Para a professora permanente da Escola de Administração de Empresas da FGV/SP Regina Pacheco, o Congresso não vai dar esse poder ao presidente. “Não acho razoável, inclusive.”

Carreiras típicas. Ela criticou também a falta de uma definição sobre a composição das chamadas carreiras típicas de Estado – questão que ficou em aberto na proposta do governo. Em sua análise, o governo pode ter evitado “comprar essa briga” na PEC, mas “abre um flanco” que pode colocar tudo do avesso.

Regina lembra que a regulamentação sobre carreiras de Estado é discutida há 20 anos, desde a aprovação da última reforma do funcionalismo, em 1998. “Isso é armadilha, se não for resolvido, a proposta despenca”, disse. Isso porque há muita pressão do funcionalismo, com diversas categorias se autodenominando carreiras de Estado, diz ela, que estava na equipe de Bresser-Pereira, ministro da Administração e Reforma do Estado em 1998.

Texto blinda ‘elite’ de redução de salários
ervidores de carreiras típicas de Estado ficarão blindados de qualquer eventual medida de redução de jornada e salários adotada pelo governo, prevê o texto da reforma administrativa encaminhado pelo governo ao Congresso Nacional. O artigo, como mostrou o Estadão/Broadcast, foi incluído na noite de quarta-feira, em meio aos ajustes finais no texto conduzidos pela equipe econômica junto ao Palácio do Planalto.

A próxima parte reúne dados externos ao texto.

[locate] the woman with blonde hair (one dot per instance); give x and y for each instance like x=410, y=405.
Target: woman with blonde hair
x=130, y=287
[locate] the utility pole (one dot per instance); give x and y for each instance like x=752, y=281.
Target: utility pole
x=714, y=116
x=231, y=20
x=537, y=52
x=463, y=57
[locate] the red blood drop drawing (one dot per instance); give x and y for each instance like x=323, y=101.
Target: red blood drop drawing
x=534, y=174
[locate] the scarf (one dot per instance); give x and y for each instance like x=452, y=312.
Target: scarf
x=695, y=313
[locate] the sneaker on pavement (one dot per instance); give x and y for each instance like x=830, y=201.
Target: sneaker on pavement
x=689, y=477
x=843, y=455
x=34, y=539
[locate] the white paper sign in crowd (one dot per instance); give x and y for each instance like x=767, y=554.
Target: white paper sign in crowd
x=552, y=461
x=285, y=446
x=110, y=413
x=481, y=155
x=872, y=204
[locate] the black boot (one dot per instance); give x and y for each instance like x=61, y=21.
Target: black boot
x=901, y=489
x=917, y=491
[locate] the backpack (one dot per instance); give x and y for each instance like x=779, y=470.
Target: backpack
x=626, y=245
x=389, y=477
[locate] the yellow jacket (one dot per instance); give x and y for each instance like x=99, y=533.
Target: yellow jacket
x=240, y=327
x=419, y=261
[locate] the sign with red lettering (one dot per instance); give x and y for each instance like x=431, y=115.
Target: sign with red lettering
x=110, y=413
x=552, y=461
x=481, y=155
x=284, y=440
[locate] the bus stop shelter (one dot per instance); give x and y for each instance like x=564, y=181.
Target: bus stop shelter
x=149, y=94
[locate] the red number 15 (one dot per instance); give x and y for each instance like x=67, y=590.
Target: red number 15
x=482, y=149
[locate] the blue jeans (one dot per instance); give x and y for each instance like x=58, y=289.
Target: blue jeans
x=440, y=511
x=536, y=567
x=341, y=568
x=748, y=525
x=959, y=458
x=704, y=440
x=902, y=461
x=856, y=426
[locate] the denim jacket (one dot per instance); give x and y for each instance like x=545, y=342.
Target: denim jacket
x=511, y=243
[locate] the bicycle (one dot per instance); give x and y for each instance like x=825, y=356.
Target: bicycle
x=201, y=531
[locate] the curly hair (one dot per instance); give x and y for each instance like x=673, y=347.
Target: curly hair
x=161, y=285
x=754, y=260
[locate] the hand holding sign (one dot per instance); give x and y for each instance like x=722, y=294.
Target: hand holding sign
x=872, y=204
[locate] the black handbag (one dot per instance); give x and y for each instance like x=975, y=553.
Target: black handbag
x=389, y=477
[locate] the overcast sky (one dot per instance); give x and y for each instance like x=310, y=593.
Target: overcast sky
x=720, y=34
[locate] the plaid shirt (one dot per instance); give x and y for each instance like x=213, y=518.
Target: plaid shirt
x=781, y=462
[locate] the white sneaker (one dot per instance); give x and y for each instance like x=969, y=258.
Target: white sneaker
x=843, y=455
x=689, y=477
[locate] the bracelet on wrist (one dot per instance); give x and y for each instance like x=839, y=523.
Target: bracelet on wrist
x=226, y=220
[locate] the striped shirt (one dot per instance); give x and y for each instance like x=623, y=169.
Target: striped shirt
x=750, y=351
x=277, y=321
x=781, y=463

A proteção a essas carreiras inclusive foi anunciada pela Secretaria-Geral da Presidência em texto enviado na própria quarta-feira à imprensa, mas ficou de fora da apresentação da reforma administrativa feita ontem cedo pelo Ministério da Economia. O esclarecimento da Economia foi feito após questionamentos dos jornalistas.

“Esta vedação da redução de remuneração e jornada para os cargos típicos de Estado está mantida na proposta”, diz a pasta na resposta.

As carreiras típicas de Estado são aquelas que exercem funções essenciais da administração pública e que não encontram paralelo no setor privado. A reforma prevê fixar a lista dessas carreiras numa lei complementar. Hoje, o rol inclui diplomatas e auditores fiscais, entre outros.

Gastos. A redução de jornada e salário, por sua vez, é um plano da equipe econômica para ajudar na contenção de gastos com pessoal e na manutenção do teto de gastos, mecanismo que limita o avanço das despesas à inflação.

O Supremo Tribunal Federal (STF) já decidiu no sentido de que hoje não há respaldo constitucional para redução proporcional de salário e jornada. É por isso que o governo pretende incluir essa possibilidade na Constituição por meio das PECs Emergencial e do Pacto Federativo, paradas no Senado. A adoção da redução seria opcional, conforme a necessidade fiscal da administração.

A medida enfrenta resistência de categorias de servidores públicos, principalmente daquelas pertencentes às carreiras típicas de Estado, consideradas parte da “elite” do funcionalismo e que têm poder de pressão junto ao Congresso.